Thursday 8 July 2021

Off-Water Skills.

This boating lark isn't just about sailing, there are other things you get to learn along that way, especially if you're lacking in the funds dept. 

The electronicy stuff in the previous blog illustrates one element of this. Although I'm lucky in that I've always been handy electrically and electronically, my first job at 16 was as an electronics test assistant. 

I then moved from electronics and analogue "computers" (anyone remember those: lovely feedback loops and servos) to digital electronics, networks and computing. Around the same time I did a Ham Radio course, so I know a bit about Radio too. 

I've always been handy with engines too, from an early age with 2-stroke mopeds as a teenager which then translated to 2-stroke outboards.

Fibreglassing is another skill I've picked up, although I'm still a bit reticent about repairs under the waterline. They've held up, but I still worry. :-)

Of course there's the usual woodworking and metalworking skills learned in school <gulp> 40 years ago.

So along the way I've picked up a few skills. Pretty necessary when you're a bit skint. 

Last weekend I was sewing. I learned that skill when I was about five or six, taught to me by my Mother. Albeit with a machine, but I re-stitched the spray hood for the boat. The old stitching had degraded and the panels were coming apart.

I know more about using that sewing machine than the Missus! All the different stiches, tensions and stich sizes. I've used the lot!

But looking back, it seems I've picked up the skillset required to do most things on a boat. Being skint has had a bit to do with it and because mechanics charge a lot more than I earn I also started out fixing cars once the family outgrew the bikes. I well remember I but my car into a garage for fixing, charging a substantial amount for something I thought I could do myself. After that first encounter I vowed to do as much as I could myself. 

When I had my powerboat I did all the work to make it CE compliant for the RCD. All I needed was a company to verify the work was compliant and issue the necessary paperwork. It's probably one of the few American powerboats out there in the UK that is fully RCD compliant. 
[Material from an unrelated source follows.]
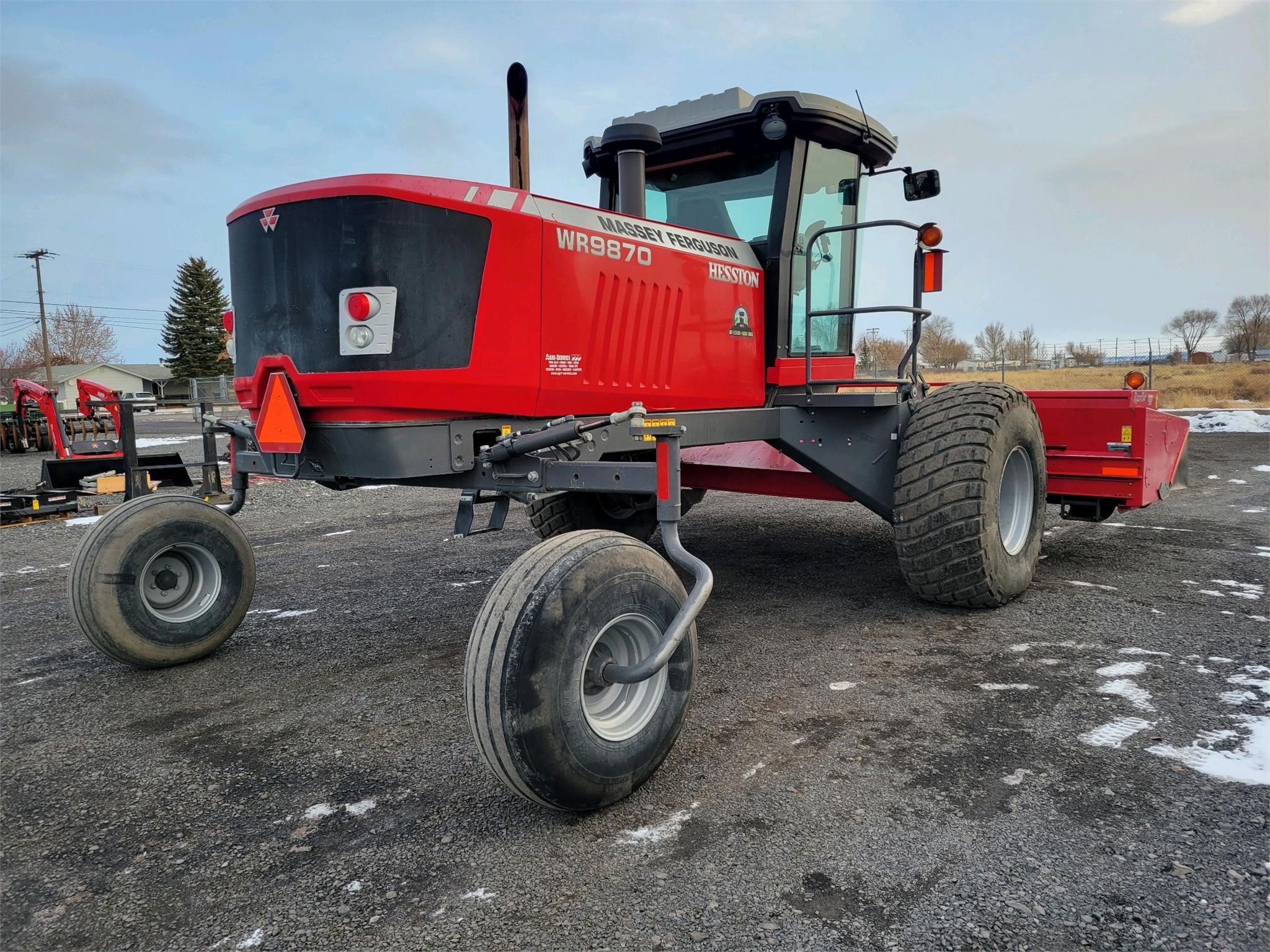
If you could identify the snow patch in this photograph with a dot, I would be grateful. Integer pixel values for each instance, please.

But I look back and think of all the things I've accomplished when I rolled up my sleeves and got stuck in and it does fill me with a warm sense of satisfaction that I could do them. I guess most boaty people that do their own work get the same feeling too. 

But I do wonder at the generations coming up after us. There seems to be no instinct to repair or replace. I know over in America at the moment there is a battle over the right to repair various bits of equipment. Manufacturers seems ever more hostile when it comes to customers who have bought (and supposedly own) their products to have the ability or even the right to open them up and delve in to repair the fault. 

Just think if it applied to boats and you had a leaky hull fitting: "Sorry sir, you can't fix that even though your boat is at risk of sinking".  Well what about the Marina mechanic? "Sorry sir, he's not accredited with the manufacturer of your boat: he can't touch it either". "I'm afraid you are going to have to either get the manufacturer's mechanic out to you, or haul the boat out and transport it by road to the nearest registered repair facility, none of which are located on the coast". 

Yeah, I'll stay thankful that we are able to repair our old boats ourselves as long as we are able. 

I'll revel in the thought of using a lifetime of self-taught skills just as much as the use of a decades-old, familiar tool. 

1 comment:

  1. Totally with you on this Mark. I try to repair everything we have if I possibly can. I had an electric toothbrush that needed a new rechargeable battery and I needed a soldering iron to get the job done - they designed it on purpose to be difficult. I bought a 57 foot barge a couple of years ago and installed the toilet system myself, very satisfying.

    On our old 18' Duffy day boat I installed a depth gauge and sockets for charging phones, I was working for RBS and there was not much work to be done, so had a fun summer improving that boat.

    The only thing stopping me doing more, like servicing the cars etc, is time - I can't wait until I retire, but that is a few years away yet.